Monday, April 03, 2006

The Weekend in Review
Opening Something Edition

  • Chris Quinn finished second in the college three point shootout. Quinn reached the finals before falling to Marquette's Steve Novak.

  • Megan Duffy effectively finished fourth in the women's version of the shootout. Duffy reached the semifinal round of 4 before going cold and finishing with 10 points in the round.

  • Duffy did fare better when it came to selecting this year's Frances Pomeroy Naismith award. Given by the Women's Basketball Coaches Association to the best collegiate player 5'8" or shorter, the award is named after the founder of basketball's daughter-in-law. Duffy, who stands at 5'7", commented that she wasn't going to wear heels to the ceremony for fear of being disqualified. A list of past winners, including ND's Niele Ivey, can be found courtesy Wikipedia. The WBNA draft starts Wednesday, so stay tuned to see where Megan will go.

  • According to Wikipedia, Megan Duffy is tall. Also according to Wikipedia, I'm tall. Unless you're not only talking about non-Hispanic whites. In that case, I'm average. And there's nothing wrong with being average. (Warning-ish: Video, therefore sound. Safe for work if your officemates are used to strange sounds coming out of your cubicle.)

  • Courtney LaVere also received an award from the WBCA. LaVere, who is interested in becoming a broadcaster, was awarded the Robin Roberts WBCA Broadcasting Scholarship Award. Courtney will be awarded $4,500 to pursue sports communications/journalism in graduate school.

  • How not to end a basketball game, brought to you by the Stanford/LSU women's Elite 8 game. Down by one with less than 10 seconds left, Stanford star Candace Wiggins dribbled left of the key and kicked it to a teammate in the corner for a wide open three. The three would have given Stanford a 62-60 lead... if LSU star Seimone Augustus hadn't stepped up to take a charge from Wiggins. The announcers called the foul "obvious," but replays showed Augustus leaning forward to make sure she drew contact. After the inbound, Augustus was fouled and made both free throws. There were now 4.6 seconds left, and Stanford was down 62-59. Time enough to inbound to a guard, dribble once or twice, and hit a teammate upcourt for a tying three, right? Nope. The inbounder heaved a Hail Mary down the court and into traffic. An LSU Tiger caught the ball, dribbled up the court twice, and chucked the ball into the air in celebration - with 3.6 seconds left! The ball came down with a full second left on the clock. Fortunately for Ms. Premature Celebration, it landed in the vicinity of two fellow Tigers. A made desperation three from Stanford at that point may quite have been karmic retribution for Cal's "The Play" some 24 years ago.
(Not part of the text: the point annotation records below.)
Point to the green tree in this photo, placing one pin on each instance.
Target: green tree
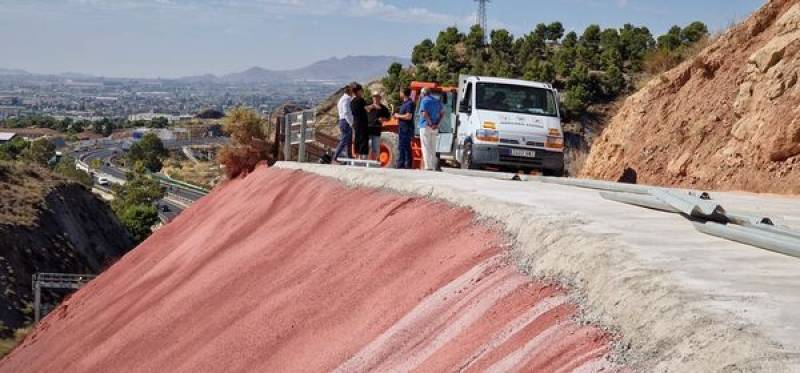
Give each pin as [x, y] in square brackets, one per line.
[555, 31]
[134, 202]
[139, 220]
[635, 43]
[501, 50]
[40, 151]
[445, 49]
[139, 189]
[671, 40]
[579, 89]
[395, 80]
[66, 167]
[423, 52]
[159, 122]
[589, 46]
[613, 81]
[11, 150]
[150, 151]
[540, 71]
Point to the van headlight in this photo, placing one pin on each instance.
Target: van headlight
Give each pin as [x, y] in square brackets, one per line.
[487, 135]
[554, 142]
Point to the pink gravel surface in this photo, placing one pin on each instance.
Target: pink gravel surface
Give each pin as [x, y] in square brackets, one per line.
[284, 271]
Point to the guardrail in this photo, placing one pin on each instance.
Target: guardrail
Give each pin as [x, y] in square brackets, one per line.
[298, 129]
[706, 215]
[54, 281]
[164, 179]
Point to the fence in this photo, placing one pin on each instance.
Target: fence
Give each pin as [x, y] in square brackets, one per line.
[298, 129]
[54, 281]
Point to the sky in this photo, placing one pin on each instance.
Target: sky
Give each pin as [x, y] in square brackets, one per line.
[174, 38]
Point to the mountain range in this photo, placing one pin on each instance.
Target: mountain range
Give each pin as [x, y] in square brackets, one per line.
[350, 68]
[358, 68]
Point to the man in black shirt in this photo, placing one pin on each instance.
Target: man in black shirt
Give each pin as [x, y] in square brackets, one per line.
[360, 123]
[377, 113]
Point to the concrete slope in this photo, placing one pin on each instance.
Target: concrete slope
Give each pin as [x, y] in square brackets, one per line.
[680, 301]
[286, 271]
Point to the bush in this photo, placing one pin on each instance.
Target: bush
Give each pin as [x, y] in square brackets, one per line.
[149, 151]
[139, 219]
[66, 167]
[249, 142]
[660, 60]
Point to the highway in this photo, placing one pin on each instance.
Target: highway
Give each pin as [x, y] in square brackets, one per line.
[177, 198]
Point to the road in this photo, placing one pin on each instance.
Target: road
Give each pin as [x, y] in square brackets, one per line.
[648, 274]
[168, 208]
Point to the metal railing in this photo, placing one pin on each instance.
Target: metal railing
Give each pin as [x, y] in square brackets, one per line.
[298, 129]
[55, 281]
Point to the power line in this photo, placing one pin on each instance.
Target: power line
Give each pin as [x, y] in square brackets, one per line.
[482, 19]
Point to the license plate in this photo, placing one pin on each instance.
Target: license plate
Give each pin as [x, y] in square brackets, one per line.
[523, 153]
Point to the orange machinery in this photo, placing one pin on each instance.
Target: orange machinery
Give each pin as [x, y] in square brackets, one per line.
[389, 136]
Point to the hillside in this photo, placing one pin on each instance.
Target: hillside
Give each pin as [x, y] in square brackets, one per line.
[270, 274]
[727, 119]
[49, 224]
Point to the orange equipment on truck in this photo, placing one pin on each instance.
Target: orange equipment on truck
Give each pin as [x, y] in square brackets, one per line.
[389, 134]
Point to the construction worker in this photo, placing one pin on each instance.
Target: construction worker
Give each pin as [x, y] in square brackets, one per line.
[360, 122]
[405, 131]
[377, 113]
[431, 111]
[345, 124]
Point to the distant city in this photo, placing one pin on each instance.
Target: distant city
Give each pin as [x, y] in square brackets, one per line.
[85, 97]
[96, 98]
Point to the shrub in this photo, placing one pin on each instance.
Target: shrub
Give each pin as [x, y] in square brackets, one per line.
[249, 144]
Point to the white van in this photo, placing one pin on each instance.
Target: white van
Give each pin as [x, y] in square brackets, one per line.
[505, 123]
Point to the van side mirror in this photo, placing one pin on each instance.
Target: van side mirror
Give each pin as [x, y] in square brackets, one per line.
[463, 107]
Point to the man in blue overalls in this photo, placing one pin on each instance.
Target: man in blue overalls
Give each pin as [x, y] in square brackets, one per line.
[405, 130]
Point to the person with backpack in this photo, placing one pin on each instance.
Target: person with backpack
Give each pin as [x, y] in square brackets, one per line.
[431, 112]
[405, 130]
[345, 124]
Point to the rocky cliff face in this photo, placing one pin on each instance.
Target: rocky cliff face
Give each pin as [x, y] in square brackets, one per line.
[726, 119]
[48, 224]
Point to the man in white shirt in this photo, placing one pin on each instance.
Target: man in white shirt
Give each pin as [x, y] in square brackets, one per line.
[345, 124]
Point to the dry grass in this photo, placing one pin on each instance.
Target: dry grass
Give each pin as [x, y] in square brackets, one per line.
[23, 188]
[205, 174]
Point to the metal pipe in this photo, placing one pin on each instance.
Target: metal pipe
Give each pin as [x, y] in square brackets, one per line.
[485, 174]
[301, 146]
[690, 205]
[753, 237]
[594, 184]
[638, 200]
[287, 144]
[776, 230]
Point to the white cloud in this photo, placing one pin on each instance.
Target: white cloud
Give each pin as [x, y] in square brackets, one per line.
[280, 8]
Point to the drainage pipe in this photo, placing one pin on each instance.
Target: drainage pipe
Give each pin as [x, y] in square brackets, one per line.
[752, 236]
[690, 205]
[594, 184]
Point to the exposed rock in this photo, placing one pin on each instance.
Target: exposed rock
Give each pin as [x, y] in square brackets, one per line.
[750, 144]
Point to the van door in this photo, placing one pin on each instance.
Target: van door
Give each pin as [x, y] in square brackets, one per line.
[464, 114]
[448, 125]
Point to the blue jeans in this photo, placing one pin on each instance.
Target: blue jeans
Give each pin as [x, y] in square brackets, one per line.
[404, 157]
[345, 141]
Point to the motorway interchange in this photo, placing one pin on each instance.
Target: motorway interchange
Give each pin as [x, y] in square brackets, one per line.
[177, 197]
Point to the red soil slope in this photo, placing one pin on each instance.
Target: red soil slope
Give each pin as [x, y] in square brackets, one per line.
[289, 272]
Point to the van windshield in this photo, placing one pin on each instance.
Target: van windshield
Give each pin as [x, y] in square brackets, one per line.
[516, 99]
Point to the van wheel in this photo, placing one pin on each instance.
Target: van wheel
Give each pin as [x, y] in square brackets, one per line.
[553, 173]
[466, 162]
[388, 155]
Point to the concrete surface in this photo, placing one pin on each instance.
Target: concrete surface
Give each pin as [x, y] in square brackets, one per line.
[678, 299]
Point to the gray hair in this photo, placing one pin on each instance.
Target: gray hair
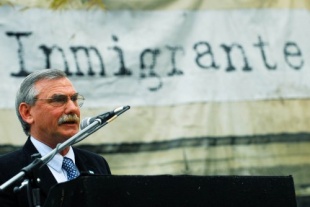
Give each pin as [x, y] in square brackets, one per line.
[27, 91]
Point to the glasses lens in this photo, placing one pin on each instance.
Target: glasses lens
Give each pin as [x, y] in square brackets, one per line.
[79, 100]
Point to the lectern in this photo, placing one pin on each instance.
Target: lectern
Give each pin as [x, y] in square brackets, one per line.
[169, 190]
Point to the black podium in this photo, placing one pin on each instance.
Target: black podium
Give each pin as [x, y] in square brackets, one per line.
[169, 190]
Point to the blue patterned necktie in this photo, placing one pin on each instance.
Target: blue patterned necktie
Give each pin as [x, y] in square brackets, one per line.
[70, 168]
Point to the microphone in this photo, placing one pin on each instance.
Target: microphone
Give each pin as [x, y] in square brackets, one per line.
[104, 117]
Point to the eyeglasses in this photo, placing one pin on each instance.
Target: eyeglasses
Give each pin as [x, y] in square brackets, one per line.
[58, 100]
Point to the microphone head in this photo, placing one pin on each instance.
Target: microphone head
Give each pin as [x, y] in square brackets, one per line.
[85, 122]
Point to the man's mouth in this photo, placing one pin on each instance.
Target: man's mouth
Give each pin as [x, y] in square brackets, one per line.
[69, 119]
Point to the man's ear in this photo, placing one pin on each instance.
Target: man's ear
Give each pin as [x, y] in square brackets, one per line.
[25, 112]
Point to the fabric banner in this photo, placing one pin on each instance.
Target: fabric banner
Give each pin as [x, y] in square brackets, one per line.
[195, 56]
[215, 87]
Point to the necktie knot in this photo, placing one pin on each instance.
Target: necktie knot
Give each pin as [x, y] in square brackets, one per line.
[71, 169]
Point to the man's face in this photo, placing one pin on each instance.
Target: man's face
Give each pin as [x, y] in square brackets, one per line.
[45, 124]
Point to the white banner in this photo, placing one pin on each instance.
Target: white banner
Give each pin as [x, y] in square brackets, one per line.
[160, 57]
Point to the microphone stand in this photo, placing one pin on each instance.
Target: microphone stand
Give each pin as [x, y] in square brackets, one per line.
[30, 173]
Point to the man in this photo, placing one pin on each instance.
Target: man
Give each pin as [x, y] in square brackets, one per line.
[48, 108]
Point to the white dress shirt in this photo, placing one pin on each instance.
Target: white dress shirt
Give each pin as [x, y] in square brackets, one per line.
[55, 165]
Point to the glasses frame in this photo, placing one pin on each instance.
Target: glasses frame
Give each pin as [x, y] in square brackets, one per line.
[53, 100]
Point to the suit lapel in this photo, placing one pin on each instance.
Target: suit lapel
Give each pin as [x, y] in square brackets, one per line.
[47, 179]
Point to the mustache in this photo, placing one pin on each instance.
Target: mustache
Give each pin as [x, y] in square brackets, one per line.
[69, 118]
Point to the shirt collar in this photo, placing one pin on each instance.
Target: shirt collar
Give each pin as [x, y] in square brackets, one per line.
[56, 161]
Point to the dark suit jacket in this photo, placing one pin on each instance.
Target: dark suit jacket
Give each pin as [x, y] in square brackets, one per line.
[12, 163]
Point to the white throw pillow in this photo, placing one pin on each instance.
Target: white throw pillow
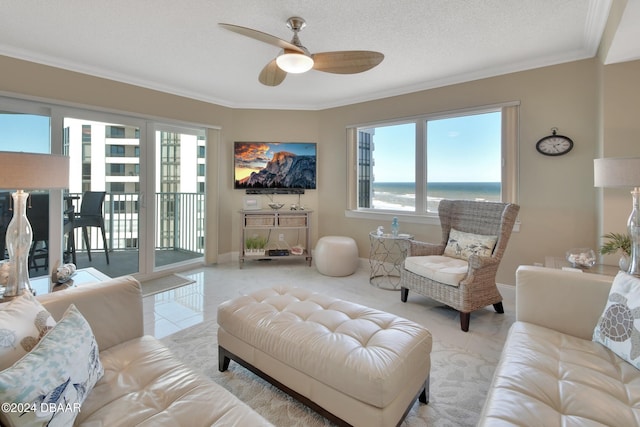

  • Blink and you miss college spring sports. After starting the season 2-5, ND's baseball team has grown their record to 17-8 (5-1 in the Big East). The softball team, still in the midst of a gruesome non-conference schedule, is 12-8.

  • As I'm writing this, I just heard the I-X Indoor Amusement Park jingle for the first time this year. You don't understand how fired up I am right now.

Finally, some updates on Notre Dame women's basketball alumni, courtesy reader Tara (ND class of 2010).
  • Ruth Riley has recovered from a finger injury and is back with the Colorado Chill. The Chill are members in the National Women's Basketball League, which plays during the WNBA"s offseason. Ruth's teammate on the Chill is WNBA All-StarBecky Hammon of the New York Liberty. Below is a completely gratuitous picture of Becky Hammon.

  • Liberty College women's basketball's first family, Assistant Coach Kelley and Director of Basketball Operations Adam Deyo are expecting their first child in March.

  • Meghan Leahy is engaged to a former ND basketball player from the men's side. At the current time, the future Mr. Meghan Leahy's name is unavailable.

  • Imani Dunbar, who had been with a pro-am team in San Francisco, is still working in the Bay Area.

  • Ericka Haney is currently an assistant coach for Chicago State's women's basketball team. (Chicago isn't a state, but they do have their own flag.)